Prior to Trinity, Dan was an Investment Banking Analyst at Bear, Stearns & Co. Inc. where he was responsible for directly working with CEOs and CFOs, creating financial models and presentations and brainstorming ideas in advising the management teams of Fortune 500 companies.  Dan was involved in the successful completion of 11 transactions totaling over $3 billion that included IPOs, secondary offerings, mergers, acquisitions, divestitures, and hostile takeover defense. Industries covered included Financial Services, Consumer Products, Consumer Services, Technology, Insurance, Health Care, Media, and Entertainment.

Dan has co-authored a book called “The Secrets Of Chinese Wisdom” with Amy C. Lee to teach people how Chinese sayings and wisdom from the past several thousand years have relevance to success in the modern world.

Dan’s favorite activity is to read.  He reads broadly in non-fiction, company filings, business news, and business autobiographies.  Dan believes that mentors can be alive or dead as their words live on through their written thoughts.  One can learn so much from reading.  Dan is a lifetime member of Friends of the El Segundo Library.  He helped fund the development of the new area of the library where patrons can study and enjoy interactive activities.  He hopes libraries will continue to provide a vital role in the expansion of knowledge for humankind even in the face of digitization.
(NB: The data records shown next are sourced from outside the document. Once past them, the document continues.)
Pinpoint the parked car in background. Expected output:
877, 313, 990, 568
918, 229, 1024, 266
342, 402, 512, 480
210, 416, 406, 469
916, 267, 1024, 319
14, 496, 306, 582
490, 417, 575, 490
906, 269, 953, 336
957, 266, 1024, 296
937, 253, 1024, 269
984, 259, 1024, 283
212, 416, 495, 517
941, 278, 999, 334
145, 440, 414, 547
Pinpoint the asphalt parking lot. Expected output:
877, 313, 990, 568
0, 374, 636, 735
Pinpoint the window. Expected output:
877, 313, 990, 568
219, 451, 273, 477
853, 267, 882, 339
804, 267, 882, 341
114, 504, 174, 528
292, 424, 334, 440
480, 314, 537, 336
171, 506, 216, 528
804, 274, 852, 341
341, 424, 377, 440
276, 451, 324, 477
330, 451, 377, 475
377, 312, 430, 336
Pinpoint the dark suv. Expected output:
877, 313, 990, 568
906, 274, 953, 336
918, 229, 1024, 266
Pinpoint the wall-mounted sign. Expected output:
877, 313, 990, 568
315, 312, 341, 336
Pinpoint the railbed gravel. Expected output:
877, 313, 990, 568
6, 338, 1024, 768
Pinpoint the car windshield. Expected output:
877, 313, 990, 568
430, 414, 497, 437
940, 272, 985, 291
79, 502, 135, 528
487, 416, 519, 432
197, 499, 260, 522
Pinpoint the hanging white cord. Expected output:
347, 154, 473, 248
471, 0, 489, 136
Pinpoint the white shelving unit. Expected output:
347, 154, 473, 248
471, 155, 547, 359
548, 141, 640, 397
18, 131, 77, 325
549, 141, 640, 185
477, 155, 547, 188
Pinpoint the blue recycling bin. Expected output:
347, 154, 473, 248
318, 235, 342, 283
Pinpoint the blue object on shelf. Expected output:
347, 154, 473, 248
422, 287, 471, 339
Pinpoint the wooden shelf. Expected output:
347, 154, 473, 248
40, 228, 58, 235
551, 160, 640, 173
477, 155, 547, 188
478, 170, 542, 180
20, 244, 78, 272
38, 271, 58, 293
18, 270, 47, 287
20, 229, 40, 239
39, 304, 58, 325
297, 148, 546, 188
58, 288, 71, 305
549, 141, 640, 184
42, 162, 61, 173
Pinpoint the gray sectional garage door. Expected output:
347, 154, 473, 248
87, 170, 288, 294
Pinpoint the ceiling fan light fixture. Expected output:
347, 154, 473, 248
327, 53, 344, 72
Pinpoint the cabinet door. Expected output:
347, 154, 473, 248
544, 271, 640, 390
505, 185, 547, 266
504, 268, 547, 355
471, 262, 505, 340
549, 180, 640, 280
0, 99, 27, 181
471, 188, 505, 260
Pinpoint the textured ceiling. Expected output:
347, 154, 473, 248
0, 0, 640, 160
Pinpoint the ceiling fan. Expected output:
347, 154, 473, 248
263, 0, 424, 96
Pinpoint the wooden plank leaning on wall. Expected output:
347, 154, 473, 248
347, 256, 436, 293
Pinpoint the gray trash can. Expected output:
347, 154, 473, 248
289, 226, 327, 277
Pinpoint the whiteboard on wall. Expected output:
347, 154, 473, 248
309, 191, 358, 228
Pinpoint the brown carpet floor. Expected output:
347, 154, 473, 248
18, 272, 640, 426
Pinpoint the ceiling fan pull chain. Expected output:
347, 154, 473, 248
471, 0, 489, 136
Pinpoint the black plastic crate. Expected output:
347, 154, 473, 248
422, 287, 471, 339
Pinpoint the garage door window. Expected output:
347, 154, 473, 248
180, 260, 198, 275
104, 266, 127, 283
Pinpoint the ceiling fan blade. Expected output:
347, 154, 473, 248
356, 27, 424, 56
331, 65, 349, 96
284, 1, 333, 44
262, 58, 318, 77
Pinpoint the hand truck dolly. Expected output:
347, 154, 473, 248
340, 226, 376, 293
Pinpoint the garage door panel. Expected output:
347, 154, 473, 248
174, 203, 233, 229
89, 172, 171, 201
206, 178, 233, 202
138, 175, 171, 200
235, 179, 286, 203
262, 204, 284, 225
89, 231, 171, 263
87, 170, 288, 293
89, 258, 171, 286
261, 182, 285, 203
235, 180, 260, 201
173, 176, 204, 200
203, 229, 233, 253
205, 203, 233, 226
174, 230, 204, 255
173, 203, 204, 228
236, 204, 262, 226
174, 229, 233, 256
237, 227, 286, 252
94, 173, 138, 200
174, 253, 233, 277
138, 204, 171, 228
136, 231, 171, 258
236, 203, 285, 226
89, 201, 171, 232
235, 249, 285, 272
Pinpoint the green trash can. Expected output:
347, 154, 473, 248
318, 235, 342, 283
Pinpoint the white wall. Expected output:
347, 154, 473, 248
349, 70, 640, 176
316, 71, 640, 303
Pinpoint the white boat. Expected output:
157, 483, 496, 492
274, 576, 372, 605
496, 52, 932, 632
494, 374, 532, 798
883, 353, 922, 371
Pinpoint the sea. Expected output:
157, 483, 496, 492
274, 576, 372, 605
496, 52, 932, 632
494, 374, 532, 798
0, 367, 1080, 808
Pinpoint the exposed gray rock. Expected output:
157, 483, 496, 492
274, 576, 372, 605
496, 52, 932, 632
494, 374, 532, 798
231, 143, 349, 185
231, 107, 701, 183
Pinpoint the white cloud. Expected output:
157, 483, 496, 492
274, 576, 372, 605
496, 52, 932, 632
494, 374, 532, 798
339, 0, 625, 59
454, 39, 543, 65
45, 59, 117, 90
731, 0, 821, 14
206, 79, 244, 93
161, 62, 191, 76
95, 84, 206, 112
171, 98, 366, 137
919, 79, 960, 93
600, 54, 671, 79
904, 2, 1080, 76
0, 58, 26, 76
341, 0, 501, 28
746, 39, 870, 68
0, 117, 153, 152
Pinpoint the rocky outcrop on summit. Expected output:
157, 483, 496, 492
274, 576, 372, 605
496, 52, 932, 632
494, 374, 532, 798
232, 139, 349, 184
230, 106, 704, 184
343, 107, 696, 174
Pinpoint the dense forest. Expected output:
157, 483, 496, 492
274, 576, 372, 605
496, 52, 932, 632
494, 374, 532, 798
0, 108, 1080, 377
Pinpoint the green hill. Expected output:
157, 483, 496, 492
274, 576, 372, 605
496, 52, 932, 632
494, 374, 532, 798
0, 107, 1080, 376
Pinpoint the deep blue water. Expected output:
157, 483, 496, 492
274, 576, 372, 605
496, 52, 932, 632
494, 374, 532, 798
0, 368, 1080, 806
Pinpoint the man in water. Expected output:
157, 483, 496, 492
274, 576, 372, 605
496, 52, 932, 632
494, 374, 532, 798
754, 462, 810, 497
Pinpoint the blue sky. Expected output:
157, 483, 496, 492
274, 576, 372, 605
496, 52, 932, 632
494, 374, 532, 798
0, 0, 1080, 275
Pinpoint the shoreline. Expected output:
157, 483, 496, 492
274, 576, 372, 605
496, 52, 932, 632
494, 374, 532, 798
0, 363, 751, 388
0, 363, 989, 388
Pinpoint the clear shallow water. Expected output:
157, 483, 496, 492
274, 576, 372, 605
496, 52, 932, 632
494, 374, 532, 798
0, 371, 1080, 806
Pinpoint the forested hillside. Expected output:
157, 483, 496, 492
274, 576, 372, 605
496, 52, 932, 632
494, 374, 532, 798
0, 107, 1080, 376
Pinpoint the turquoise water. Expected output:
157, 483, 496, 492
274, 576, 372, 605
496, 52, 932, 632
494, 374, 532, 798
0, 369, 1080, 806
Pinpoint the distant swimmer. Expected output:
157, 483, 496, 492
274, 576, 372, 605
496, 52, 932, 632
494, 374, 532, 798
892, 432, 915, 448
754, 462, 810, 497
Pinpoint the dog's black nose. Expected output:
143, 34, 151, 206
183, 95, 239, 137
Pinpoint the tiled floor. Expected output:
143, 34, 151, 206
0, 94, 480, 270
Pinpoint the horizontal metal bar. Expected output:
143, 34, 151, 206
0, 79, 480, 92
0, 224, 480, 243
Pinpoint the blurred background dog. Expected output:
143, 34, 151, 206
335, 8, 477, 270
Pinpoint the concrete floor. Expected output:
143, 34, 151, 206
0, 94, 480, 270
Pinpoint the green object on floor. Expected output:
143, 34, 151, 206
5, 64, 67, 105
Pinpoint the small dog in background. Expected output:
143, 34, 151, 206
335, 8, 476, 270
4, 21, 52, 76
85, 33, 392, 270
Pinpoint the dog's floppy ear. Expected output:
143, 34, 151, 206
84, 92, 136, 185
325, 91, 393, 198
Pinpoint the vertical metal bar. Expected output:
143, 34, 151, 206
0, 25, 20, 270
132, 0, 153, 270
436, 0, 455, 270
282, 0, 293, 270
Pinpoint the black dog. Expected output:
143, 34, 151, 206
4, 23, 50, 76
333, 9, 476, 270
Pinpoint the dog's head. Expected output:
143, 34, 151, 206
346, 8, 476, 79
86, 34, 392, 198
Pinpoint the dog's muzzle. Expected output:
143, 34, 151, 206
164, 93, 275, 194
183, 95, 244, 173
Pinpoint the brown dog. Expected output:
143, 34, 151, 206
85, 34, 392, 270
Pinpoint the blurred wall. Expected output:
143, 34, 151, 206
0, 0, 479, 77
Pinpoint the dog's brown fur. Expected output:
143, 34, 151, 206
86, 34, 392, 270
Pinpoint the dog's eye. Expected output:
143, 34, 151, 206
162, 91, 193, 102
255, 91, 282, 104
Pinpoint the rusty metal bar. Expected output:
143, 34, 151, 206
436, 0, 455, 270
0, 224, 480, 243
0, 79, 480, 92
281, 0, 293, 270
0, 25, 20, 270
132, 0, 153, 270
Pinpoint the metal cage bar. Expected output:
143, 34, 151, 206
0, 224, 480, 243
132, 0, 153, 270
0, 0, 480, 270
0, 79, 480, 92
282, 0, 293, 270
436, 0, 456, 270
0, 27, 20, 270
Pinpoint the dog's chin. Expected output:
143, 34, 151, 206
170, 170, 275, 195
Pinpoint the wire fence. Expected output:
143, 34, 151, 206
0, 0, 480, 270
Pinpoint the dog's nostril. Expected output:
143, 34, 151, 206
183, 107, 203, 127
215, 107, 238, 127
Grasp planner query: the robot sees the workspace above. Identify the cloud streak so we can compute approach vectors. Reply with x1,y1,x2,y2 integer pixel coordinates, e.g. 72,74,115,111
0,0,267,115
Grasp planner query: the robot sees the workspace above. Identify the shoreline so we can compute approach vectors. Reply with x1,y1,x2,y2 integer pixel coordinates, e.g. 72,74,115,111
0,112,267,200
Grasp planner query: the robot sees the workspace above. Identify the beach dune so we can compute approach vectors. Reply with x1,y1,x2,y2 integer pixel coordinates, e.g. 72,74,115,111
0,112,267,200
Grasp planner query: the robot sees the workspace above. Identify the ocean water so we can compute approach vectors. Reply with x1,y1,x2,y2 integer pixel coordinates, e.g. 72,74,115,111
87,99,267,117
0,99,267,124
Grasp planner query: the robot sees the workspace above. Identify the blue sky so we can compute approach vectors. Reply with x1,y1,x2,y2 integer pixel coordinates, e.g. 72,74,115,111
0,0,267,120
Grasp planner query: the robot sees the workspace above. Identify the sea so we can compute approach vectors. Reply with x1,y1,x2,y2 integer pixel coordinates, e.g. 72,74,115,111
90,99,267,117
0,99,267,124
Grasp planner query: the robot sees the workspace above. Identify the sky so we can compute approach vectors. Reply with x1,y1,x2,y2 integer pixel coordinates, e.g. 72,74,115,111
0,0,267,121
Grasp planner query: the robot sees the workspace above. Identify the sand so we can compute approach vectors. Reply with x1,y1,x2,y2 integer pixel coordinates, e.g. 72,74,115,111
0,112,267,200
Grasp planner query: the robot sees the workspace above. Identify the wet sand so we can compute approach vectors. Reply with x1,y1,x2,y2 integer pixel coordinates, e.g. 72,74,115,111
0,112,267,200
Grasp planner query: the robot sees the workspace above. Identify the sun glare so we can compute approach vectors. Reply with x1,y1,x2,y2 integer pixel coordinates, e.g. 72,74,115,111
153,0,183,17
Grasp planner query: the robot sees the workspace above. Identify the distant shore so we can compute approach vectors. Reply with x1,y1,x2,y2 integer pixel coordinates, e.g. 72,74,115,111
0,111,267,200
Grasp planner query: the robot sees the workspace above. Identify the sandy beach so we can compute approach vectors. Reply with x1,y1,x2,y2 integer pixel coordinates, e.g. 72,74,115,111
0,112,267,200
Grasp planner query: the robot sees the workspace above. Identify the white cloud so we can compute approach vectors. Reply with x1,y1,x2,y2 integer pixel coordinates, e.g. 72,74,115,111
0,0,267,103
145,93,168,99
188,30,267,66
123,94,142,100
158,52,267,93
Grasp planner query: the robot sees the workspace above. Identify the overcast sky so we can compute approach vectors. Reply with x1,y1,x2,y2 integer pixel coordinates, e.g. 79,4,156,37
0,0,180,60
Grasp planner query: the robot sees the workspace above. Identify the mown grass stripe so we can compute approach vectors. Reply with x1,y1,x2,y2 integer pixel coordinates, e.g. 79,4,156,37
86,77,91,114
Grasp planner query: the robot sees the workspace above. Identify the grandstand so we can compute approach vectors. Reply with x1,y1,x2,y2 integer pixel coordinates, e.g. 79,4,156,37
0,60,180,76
Dan is a member of the Young Physicians & Professional Alliance of Torrance Memorial Hospital (“YPPA”).  He believes in the cutting edge facilities and the staff that provides quality healthcare at affordable prices to the surrounding communities.  Dan has donated to fund the development of Torrance Memorial’s Pediatric/Young Adult Pavilion launched in 2018.  Dan is a big believer in science and its role in the future of humanity.  He supports the Griffith Observatory and has been a Friend of the Observatory.

Dan has recently received accreditation from Harvard University with an EDX certification. Dan received an MBA from the Anderson School of Business at UCLA as part of the fully employed program while at Ares Management.  He received a Bachelors of Science in Business Administration from the Haas School of Business at the University of California at Berkeley.  While attending U.C. Berkeley, Dan studied abroad at the prestigious Tsinghua University in Beijing and Beijing Normal University, graduating top of class.

Disclaimer Statement:
This document and information herein represents the views of Talguard Investments LLC and is not to be considered investment advice.  The information herein should not be considered a recommendation to purchase or sell any particular security or financial instrument.  There can be no assurance that any securities discussed herein will remain in the Talguard Value Fund LP.

This document does not constitute an offer to sell or a solicitation to buy membership interests in the Talguard Value Fund LP.  Past performance is not necessarily indicative of future results.  All information provided herein is for informational purposes only.

Investment in the Fund will involve significant risks due to, among other things, the nature of the Fund’s Investments (as defined herein). Investment in the Fund is suitable only for sophisticated investors and requires the financial ability and willingness to accept the high risks in an investment in the Fund. No assurance can be given that the Fund’s investment objectives will be achieved or that investors will receive a return of their capital.

In making an investment decision, prospective investors must rely on their own examination of the Fund and the terms of this offering, including the merits and risks involved. Prospective investors should not construe the contents of this letter as legal, tax, investment or accounting advice. Prospective investors are urged to consult with their own advisers with respect to legal, tax, regulatory, financial and accounting consequences of their investment in the Fund.